Stupid Things People Say about Supplements

Not to beat around the bush, this recommendation is nutty.  There exists a wealth of rigorous, placebo-controlled studies to support the benefits of vitamins and omega 3 fatty acids.

Meanwhile, large-population studies do NOT tell us much regarding supplement use, because they beg the question of what supplements all those thousands of people took, whether they faithfully took them every day, and for how many years they had been taking them. They also ignore interactions among supplements.

Worst of all, these large-population studies depend on the participants’ word for what supplements they took and how often.

Research on supplements suggests that most of the benefits go to those who take the full range of vitamins, minerals, and omega 3s, not to mention selected herbs and extracts such as resveratrol or PS. And I’m talking about taking them for decades.  The longer and more faithfully you’ve been supplementing, the better off you’ll be.

Now, I want to stress that a person who is really a walking nutritional disaster (and there are a lot of them out there) may get near-miraculous results if he or she starts taking, say, B12 after learning from their doctor they’re starting to get dementia.

But, to use an old-fashioned expression, “That’s no way to run a railroad.” For the most part, supplements are foods, not quick-fix pharmaceutical drugs.

Eat Mediterranean

Getting back to the more sensible ideas from the WHO report, they prefer to focus on food instead of supplements, and they encourage a Mediterranean-style diet. This guideline, like all the rest that follow, is a conditional recommendation.

This means — as far as cognition is concerned, and ignoring for the moment the other effects a food has on the body — the authors are not sure about the balance between desirable and undesirable outcomes. And they acknowledge that different choices might be appropriate for individuals according to their circumstances.

They accept that dietary factors are involved with the development of dementia and that “a healthy diet may have a great preventive potential for cognitive impairment.” Fruit, vegetables, nuts, olive oil, and coffee are most consistently associated with decreased dementia risk, they write.

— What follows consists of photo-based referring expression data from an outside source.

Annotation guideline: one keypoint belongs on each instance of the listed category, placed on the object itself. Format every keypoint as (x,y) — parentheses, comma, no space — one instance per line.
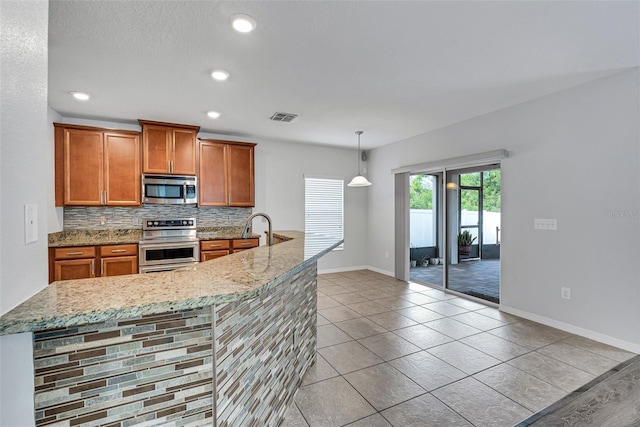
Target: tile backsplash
(105,218)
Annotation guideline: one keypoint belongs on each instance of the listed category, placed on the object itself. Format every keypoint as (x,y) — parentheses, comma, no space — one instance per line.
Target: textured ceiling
(391,68)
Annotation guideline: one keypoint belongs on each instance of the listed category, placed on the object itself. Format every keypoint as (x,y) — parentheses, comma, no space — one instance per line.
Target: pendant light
(359,180)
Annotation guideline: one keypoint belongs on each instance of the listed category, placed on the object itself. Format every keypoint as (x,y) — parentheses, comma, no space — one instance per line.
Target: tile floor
(398,354)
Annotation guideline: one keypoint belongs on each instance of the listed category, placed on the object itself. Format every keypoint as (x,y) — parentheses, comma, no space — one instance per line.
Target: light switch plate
(545,224)
(30,224)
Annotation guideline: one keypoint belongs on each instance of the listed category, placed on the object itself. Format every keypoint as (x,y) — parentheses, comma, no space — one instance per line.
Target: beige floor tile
(468,304)
(494,313)
(294,418)
(339,314)
(463,357)
(422,336)
(368,308)
(525,389)
(334,290)
(394,303)
(319,371)
(371,421)
(427,371)
(349,357)
(418,298)
(331,403)
(478,321)
(350,298)
(452,328)
(444,308)
(599,348)
(579,358)
(327,302)
(392,320)
(495,346)
(360,328)
(553,371)
(383,386)
(480,404)
(420,314)
(388,346)
(529,334)
(423,411)
(331,335)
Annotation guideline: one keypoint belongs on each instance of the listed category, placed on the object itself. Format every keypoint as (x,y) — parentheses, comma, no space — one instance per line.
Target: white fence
(423,226)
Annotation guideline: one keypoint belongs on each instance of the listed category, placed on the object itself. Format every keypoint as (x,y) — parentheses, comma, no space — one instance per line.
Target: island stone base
(228,365)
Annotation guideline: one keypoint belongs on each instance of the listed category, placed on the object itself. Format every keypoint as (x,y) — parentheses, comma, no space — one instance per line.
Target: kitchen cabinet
(96,166)
(84,262)
(239,245)
(168,148)
(226,173)
(211,249)
(116,260)
(72,263)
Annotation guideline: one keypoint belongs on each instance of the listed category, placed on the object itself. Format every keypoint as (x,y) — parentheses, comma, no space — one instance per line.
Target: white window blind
(324,207)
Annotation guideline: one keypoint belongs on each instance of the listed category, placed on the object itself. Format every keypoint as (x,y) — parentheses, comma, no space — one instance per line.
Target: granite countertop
(125,236)
(235,277)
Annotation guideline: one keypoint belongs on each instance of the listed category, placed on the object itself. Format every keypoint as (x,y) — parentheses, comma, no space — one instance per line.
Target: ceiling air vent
(283,117)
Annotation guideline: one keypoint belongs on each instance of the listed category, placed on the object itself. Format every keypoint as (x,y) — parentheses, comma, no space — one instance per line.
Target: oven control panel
(169,223)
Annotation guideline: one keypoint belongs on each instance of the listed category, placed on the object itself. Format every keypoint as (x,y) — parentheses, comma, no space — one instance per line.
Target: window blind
(324,208)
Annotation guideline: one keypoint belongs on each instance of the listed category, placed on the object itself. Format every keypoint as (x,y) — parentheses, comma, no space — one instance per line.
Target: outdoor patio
(478,278)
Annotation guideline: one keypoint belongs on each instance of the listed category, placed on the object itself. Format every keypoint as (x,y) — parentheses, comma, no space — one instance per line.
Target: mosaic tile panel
(150,370)
(264,346)
(80,218)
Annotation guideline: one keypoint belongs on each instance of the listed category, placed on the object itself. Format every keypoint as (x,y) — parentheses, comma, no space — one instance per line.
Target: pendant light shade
(359,180)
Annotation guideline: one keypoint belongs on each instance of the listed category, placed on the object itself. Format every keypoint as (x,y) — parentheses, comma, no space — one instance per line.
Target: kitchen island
(225,342)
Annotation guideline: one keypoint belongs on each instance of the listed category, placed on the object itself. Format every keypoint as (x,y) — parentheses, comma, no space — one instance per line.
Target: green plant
(466,238)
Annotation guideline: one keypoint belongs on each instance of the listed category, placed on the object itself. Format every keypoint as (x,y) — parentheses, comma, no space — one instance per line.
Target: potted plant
(465,240)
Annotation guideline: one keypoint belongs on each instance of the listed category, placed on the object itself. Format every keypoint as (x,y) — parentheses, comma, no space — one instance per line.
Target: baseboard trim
(592,335)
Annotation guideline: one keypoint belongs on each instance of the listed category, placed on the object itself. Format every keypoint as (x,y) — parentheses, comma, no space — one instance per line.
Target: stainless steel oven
(168,244)
(169,190)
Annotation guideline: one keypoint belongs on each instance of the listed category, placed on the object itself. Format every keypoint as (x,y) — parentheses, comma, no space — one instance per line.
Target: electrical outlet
(545,224)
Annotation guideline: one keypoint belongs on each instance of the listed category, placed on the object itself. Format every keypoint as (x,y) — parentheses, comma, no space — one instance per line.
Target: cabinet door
(213,172)
(156,149)
(122,169)
(83,167)
(118,266)
(74,269)
(184,152)
(209,255)
(240,179)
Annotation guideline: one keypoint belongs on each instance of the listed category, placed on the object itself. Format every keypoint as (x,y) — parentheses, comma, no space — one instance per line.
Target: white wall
(575,156)
(24,168)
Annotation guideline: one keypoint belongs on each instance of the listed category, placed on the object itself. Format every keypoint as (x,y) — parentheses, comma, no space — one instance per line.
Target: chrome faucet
(247,226)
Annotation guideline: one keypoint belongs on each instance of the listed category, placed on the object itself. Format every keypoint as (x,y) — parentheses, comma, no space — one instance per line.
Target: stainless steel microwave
(169,190)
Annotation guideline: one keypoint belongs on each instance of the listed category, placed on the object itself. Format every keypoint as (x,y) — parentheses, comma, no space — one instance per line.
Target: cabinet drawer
(118,250)
(245,243)
(214,245)
(75,252)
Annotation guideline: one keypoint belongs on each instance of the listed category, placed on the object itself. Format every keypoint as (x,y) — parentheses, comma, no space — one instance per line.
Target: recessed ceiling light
(80,96)
(220,75)
(243,23)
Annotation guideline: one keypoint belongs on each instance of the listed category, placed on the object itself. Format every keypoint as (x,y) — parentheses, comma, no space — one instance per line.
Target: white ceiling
(393,69)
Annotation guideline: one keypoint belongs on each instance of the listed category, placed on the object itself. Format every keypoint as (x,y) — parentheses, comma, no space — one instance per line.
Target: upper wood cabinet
(96,167)
(226,173)
(168,148)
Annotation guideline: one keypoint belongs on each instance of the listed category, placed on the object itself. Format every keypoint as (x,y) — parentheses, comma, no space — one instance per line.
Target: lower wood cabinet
(85,262)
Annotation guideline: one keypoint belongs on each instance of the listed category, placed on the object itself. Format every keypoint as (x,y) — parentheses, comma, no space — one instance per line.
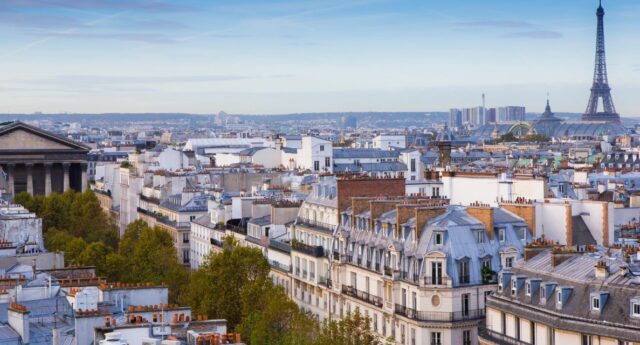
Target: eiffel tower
(600,89)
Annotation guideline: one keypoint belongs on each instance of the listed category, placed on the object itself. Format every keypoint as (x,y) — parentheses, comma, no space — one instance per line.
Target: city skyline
(252,57)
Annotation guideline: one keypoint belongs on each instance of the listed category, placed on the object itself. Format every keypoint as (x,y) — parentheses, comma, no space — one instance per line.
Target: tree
(217,286)
(72,251)
(57,240)
(95,254)
(354,329)
(270,317)
(147,254)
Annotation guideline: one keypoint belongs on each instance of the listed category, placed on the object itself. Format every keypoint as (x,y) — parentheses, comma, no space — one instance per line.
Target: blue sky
(310,56)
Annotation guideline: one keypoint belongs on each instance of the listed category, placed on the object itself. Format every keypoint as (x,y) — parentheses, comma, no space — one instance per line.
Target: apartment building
(567,295)
(421,269)
(174,214)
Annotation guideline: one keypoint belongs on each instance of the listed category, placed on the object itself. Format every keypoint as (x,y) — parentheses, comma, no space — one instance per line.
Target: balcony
(279,266)
(315,224)
(164,220)
(315,251)
(361,295)
(279,245)
(498,338)
(217,243)
(237,229)
(435,316)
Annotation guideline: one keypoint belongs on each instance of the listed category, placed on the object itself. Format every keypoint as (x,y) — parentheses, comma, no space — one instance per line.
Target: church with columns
(39,162)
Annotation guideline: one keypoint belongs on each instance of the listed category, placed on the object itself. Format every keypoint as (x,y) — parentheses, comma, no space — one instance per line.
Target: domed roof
(445,135)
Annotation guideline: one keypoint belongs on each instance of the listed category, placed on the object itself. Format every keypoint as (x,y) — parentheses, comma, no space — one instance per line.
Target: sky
(274,57)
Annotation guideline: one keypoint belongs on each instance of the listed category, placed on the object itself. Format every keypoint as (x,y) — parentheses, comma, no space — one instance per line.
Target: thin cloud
(535,34)
(155,38)
(94,5)
(494,24)
(119,80)
(68,31)
(154,24)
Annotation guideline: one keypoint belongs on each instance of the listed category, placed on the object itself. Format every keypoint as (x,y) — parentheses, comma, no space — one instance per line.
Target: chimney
(358,205)
(601,270)
(484,213)
(423,214)
(55,338)
(568,224)
(525,211)
(19,320)
(378,207)
(404,212)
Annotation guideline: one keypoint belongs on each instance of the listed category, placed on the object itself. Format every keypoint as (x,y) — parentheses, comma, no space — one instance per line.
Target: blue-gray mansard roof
(460,241)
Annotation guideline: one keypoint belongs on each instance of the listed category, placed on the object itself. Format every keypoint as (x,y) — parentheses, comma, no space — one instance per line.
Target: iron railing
(316,251)
(430,316)
(314,223)
(362,295)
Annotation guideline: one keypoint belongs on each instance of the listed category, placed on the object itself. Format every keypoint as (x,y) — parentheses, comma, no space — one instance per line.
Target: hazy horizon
(258,57)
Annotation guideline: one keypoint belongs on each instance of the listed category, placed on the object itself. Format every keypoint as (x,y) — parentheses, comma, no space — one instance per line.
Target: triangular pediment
(19,136)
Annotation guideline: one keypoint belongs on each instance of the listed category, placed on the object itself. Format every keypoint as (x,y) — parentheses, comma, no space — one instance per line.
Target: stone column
(29,167)
(11,188)
(65,178)
(83,167)
(47,179)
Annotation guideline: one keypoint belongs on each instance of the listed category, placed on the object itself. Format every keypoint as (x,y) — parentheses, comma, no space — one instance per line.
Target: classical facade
(567,295)
(39,162)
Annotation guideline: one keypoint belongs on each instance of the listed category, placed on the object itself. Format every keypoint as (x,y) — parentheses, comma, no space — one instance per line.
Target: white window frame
(595,303)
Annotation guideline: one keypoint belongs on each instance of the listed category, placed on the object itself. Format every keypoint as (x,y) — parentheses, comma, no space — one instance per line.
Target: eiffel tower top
(600,90)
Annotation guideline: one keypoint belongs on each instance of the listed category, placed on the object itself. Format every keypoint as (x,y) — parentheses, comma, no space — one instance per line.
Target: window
(436,273)
(635,308)
(523,234)
(559,294)
(436,338)
(466,337)
(466,301)
(464,272)
(508,262)
(532,332)
(438,239)
(595,303)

The other conditional recommendations are to:

  • Stop drinking excessive amounts of alcohol
  • Challenge the brain with cognitive stimulation or training
  • Lose weight if overweight or obese
  • Reduce high blood pressure
  • Manage diabetes with medications or lifestyle interventions
  • Correct abnormal blood fats

The authors did not find sufficient evidence for taking antidepressants, wearing a hearing aid, or engaging in social activity. The studies they examined didn’t prove that these reduce the risk of cognitive decline or dementia, so they didn’t receive even a conditional recommendation.

Again, there are smaller, more rigorous studies to suggest that hearing loss, social isolation and medications are all strongly involved in causing people to lose memory and cognitive ability.

Overall Evidence is Weak

Perhaps the most important finding from the WHO report is how meager the existing evidence is for all these interventions, with the sole exception of physical activity. (By the way, I’m on record as calling exercise “the strongest medicine discovered so far for brain health.”)

For the other factors, Robert Howard, Professor of Old Age Psychiatry, University College London, summed up the problem when he said:

“These guidelines do an important job in highlighting the weakness of the available evidence and should be a call to arms for investment in the highest quality interventional dementia prevention trials.

“We are probably decades away from treatments to slow or stop established dementia. Prevention would be so much better than a distant cure.”